Shares for Nike Inc. are popping in after-hours trading — up nearly 6 percent to $75.82 as of 4:40 p.m. ET — after the company’s fourth-quarter results surpassed market watchers’ forecasts as the brand returned to growth in North America.
The Beaverton, Ore.-base athletic giant said its sales during the period rose 13 percent to $9.8 billion — handily topping analysts’ bets of $9.4 billion — as its previously softening U.S. business re-entered the black, and its international divisions soared double digits.
Overall, Q4 profits climbed 13 percent to $1.1 billion, or 69 cents per diluted share — beating out analysts’ bets for earnings of 64 cents per share.
Chairman, president and CEO Mark Parker cited the firm’s recent heightened focused on innovation — the firm has placed investment behind growing its direct-to-consumer business as well as enhancing its product initiatives — with boosting both domestic and international sales.
“Fueled by a complete digital transformation of our company end-to-end, this year set the foundation for Nike’s next wave of long-term sustainable growth and profitability,” Parker said.
Revenues at the Nike brand were up 9 percent to $9.3 billion, driven by double-digit increases in Nike Direct (DTC), international geographies, Sportswear, Global Football and growth in North America, where its sales were hit by significant growth at Adidas as well as the rise of streetwear brands like Supreme and Vans.

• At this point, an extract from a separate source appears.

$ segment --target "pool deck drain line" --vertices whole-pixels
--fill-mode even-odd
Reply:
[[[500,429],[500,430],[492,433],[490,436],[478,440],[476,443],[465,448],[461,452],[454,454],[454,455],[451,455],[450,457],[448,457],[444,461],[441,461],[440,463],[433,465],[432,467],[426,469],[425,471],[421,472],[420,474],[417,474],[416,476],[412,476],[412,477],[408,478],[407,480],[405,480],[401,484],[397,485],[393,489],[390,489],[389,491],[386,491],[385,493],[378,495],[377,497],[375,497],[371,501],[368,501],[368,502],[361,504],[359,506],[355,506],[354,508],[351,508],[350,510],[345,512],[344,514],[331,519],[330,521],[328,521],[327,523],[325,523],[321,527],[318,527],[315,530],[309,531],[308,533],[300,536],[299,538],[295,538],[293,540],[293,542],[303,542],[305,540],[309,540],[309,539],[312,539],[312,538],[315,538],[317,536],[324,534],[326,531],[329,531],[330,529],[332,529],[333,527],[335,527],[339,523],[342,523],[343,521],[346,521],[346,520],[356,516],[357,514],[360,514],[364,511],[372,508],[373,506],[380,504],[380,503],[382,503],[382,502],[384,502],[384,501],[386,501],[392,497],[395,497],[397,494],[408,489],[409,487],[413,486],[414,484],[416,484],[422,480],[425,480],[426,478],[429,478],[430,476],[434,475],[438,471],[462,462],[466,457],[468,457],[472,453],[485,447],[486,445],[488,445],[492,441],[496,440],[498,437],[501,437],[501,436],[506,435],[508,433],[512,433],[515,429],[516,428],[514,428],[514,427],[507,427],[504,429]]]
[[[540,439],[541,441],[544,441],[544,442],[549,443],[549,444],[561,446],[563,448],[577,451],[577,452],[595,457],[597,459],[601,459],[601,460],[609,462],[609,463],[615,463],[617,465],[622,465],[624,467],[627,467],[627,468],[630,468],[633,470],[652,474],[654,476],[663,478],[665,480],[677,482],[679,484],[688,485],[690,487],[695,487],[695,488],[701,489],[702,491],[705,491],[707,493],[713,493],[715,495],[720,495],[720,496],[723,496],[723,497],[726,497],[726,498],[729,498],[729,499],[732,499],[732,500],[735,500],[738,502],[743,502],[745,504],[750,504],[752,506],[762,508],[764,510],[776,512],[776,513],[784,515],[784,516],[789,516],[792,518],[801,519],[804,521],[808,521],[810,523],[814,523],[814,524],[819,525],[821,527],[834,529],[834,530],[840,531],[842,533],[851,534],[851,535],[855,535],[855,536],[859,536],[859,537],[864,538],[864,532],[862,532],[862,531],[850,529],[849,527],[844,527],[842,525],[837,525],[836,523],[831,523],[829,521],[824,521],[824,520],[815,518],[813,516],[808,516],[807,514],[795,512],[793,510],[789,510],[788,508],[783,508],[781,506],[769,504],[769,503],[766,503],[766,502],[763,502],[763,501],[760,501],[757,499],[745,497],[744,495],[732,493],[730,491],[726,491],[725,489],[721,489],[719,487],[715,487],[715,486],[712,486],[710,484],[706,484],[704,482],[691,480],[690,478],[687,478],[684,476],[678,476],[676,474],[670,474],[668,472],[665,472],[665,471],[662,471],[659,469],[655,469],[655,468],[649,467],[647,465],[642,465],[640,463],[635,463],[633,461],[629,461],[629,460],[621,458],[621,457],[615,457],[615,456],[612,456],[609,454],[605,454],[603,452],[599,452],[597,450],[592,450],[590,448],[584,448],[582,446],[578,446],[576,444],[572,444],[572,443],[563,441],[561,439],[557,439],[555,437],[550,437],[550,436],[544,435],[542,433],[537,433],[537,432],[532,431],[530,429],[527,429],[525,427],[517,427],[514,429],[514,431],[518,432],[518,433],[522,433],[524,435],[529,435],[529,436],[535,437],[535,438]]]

Business was challenged at Converse, however, where revenues fell 14 percent to $512 million, as growth in Asia was more than offset by declines in other territories.
For the full year, overall company sales rose 6 percent to $36.4 billion. The brand saw a 5 percent sales gain to $34.5 billion — with wholesale up 2 percent and DTC revenues up 12 percent to $10.4 billion. (DTC gains were driven by a 25 percent increase in its digital commerce sales the addition of new stores and 4 percent growth in comparable store sales.)
Full-year revenues for Converse were down 11 percent to $1.9 billion as it faced a sales slowdown in the U.S. Jordan brand’s wholesale sales fell 8 percent to $2.9 billion.